Presented By O'Reilly and Cloudera
Make Data Work
March 28–29, 2016: Training
March 29–31, 2016: Conference
San Jose, CA

Hadoop in the cloud: Good fit or round peg in a square hole?

Thomas Phelan (BlueData), Joel Baxter (BlueData)
1:50pm–2:30pm Wednesday, 03/30/2016
Hadoop Use Cases

Location: 230 A
Average rating: ****.
(4.40, 10 ratings)

Each big data application and use case has different performance and operational requirements. Choosing the Hadoop deployment option that is best suited for a given application depends on a number of factors. Thomas Phelan and Joel Baxter discuss the advantages and disadvantages of running various Hadoop use cases and applications in each of the following environments:

  • On-premises, with bare metal
  • On-premises, with hypervisor-based virtualization
  • On-premises, with containers (i.e., operating system virtualization)
  • In the public cloud (e.g., Amazon EMR or Azure HDInsight)

They then provide a set of rules to help users evaluate big data runtime environments and deployment options to determine which is best suited for a given application. The answer is not always obvious.

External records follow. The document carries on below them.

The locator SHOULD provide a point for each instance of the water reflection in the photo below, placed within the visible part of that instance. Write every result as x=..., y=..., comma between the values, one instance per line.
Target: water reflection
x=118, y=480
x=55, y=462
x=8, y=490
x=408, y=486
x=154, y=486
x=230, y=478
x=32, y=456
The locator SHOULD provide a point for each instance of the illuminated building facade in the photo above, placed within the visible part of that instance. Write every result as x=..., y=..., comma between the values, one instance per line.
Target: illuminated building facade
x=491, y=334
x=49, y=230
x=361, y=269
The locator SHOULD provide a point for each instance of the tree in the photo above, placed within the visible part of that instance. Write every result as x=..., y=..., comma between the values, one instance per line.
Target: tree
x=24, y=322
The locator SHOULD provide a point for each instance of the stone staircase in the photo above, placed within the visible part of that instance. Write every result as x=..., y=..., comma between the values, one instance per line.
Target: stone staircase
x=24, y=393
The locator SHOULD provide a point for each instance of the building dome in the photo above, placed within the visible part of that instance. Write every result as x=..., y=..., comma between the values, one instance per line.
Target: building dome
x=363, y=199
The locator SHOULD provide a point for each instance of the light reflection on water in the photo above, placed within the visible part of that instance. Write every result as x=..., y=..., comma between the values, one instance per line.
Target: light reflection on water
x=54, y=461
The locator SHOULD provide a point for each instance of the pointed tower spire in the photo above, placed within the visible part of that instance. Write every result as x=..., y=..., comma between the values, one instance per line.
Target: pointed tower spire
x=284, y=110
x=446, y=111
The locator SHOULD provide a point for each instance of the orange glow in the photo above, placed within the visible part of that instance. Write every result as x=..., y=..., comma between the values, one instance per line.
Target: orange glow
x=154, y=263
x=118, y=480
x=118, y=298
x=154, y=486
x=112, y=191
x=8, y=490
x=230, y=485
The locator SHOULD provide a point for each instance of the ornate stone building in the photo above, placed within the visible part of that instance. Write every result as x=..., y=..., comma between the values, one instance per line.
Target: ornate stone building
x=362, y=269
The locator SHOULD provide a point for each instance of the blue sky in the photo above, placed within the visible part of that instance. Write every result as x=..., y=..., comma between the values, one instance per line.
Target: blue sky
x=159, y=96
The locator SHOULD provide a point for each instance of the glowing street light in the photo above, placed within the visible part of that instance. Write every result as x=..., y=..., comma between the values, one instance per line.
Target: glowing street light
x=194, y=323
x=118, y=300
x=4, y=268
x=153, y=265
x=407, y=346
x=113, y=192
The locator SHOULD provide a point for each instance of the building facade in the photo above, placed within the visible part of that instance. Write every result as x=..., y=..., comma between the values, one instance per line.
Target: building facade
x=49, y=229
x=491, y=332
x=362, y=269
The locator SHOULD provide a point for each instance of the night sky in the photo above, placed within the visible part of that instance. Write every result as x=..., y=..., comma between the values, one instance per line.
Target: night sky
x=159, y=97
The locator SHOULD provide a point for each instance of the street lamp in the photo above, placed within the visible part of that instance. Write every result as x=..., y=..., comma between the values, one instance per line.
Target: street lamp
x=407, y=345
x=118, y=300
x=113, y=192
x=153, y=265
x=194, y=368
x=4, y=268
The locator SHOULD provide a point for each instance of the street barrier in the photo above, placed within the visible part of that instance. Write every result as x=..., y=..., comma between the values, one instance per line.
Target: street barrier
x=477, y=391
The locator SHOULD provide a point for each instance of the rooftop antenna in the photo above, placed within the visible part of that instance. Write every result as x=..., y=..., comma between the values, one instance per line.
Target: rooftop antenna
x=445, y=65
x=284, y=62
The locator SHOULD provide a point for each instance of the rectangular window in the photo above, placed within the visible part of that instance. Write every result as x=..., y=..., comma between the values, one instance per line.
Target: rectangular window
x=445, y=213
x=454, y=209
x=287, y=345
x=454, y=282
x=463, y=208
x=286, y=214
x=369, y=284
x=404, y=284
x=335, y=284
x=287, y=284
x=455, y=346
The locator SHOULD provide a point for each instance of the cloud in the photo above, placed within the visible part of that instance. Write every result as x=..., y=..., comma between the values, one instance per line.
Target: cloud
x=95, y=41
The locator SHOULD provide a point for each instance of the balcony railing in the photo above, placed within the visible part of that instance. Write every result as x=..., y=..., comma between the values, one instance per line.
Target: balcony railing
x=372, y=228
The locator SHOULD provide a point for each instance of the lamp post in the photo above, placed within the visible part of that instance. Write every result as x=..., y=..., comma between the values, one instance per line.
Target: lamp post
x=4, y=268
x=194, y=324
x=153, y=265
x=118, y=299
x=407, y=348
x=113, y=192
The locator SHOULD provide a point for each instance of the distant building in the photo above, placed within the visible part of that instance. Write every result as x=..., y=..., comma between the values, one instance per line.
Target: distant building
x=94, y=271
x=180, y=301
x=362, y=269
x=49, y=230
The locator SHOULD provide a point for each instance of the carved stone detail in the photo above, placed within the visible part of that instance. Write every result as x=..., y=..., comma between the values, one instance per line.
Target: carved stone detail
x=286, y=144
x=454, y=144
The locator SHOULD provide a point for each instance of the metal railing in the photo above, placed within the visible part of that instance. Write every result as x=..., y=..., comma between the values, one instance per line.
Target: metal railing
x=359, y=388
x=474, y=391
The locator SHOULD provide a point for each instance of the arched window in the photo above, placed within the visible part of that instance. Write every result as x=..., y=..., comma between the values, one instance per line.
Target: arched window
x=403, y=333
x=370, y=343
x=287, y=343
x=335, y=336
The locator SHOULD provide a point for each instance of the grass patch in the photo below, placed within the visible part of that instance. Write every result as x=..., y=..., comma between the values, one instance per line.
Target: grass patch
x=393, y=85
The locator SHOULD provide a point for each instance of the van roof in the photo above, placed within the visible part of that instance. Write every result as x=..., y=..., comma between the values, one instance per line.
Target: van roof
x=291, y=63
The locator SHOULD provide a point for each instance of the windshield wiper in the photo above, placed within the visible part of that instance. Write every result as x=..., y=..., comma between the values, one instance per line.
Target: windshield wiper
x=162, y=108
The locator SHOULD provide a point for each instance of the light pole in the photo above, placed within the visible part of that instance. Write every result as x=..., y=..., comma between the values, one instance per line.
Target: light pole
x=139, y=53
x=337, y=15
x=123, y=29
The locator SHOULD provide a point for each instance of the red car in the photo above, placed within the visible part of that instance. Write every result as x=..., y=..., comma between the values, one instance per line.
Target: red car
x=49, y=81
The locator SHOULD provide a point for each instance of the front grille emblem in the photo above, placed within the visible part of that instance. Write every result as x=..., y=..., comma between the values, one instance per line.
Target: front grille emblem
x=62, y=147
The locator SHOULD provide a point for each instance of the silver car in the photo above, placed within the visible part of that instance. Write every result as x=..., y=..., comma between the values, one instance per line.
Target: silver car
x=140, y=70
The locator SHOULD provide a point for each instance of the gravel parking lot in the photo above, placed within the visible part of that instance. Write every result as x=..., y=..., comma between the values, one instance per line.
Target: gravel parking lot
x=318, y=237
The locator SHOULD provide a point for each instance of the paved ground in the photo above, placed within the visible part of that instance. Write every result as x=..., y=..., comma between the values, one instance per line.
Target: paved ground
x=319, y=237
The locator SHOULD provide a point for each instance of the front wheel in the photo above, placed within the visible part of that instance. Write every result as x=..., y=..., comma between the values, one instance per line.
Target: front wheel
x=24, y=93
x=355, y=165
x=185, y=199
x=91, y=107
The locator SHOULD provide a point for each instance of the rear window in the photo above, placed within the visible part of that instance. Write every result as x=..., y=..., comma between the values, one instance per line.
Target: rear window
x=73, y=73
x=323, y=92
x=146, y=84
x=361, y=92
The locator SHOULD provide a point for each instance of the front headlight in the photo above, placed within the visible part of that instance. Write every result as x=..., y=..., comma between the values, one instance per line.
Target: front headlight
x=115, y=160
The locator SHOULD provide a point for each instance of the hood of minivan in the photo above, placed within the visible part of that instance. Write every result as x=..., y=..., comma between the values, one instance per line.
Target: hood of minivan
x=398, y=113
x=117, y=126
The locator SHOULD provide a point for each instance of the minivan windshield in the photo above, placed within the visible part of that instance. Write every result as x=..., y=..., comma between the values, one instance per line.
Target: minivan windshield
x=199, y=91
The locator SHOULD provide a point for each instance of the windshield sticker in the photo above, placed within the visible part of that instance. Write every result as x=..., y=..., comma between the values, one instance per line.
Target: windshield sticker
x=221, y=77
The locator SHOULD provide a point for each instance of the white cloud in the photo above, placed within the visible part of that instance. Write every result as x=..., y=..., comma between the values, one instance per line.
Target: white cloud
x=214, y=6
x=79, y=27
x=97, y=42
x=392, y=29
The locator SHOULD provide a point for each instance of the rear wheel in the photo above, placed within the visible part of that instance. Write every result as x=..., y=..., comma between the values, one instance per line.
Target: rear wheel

Thomas and Joel conclude with a Q&A session, where they will run real-world Hadoop uses cases through the proposed Hadoop environment selection criteria and ask attendees to select the optimal environment. These answers will then be compared against the Hadoop runtime environments actually selected by the customers running these real-world applications and use cases.

Photo of Thomas Phelan

Thomas Phelan


Thomas Phelan is cofounder and chief architect of BlueData. Previously, a member of the original team at Silicon Graphics that designed and implemented XFS, the first commercially availably 64-bit file system; and an early employee at VMware, a senior staff engineer and a key member of the ESX storage architecture team where he designed and developed the ESX storage I/O load-balancing subsystem and modular pluggable storage architecture as well as led teams working on many key storage initiatives such as the cloud storage gateway and vFlash.

Photo of Joel Baxter

Joel Baxter


Joel Baxter is an engineer at BlueData, where he focuses on virtualization, containers, and Hadoop-related technologies to build an infrastructure platform for big data analytics. His background is in the provisioning and configuration of virtual compute, storage, and networking to serve the needs of application clusters. Before joining BlueData, Joel did a 9-year tour at VMware on the vCenter and vSphere teams, developing the management layer for vMotion, the vSphere Distributed Switch, and policy-based storage management and related vSphere features such as Virtual SAN.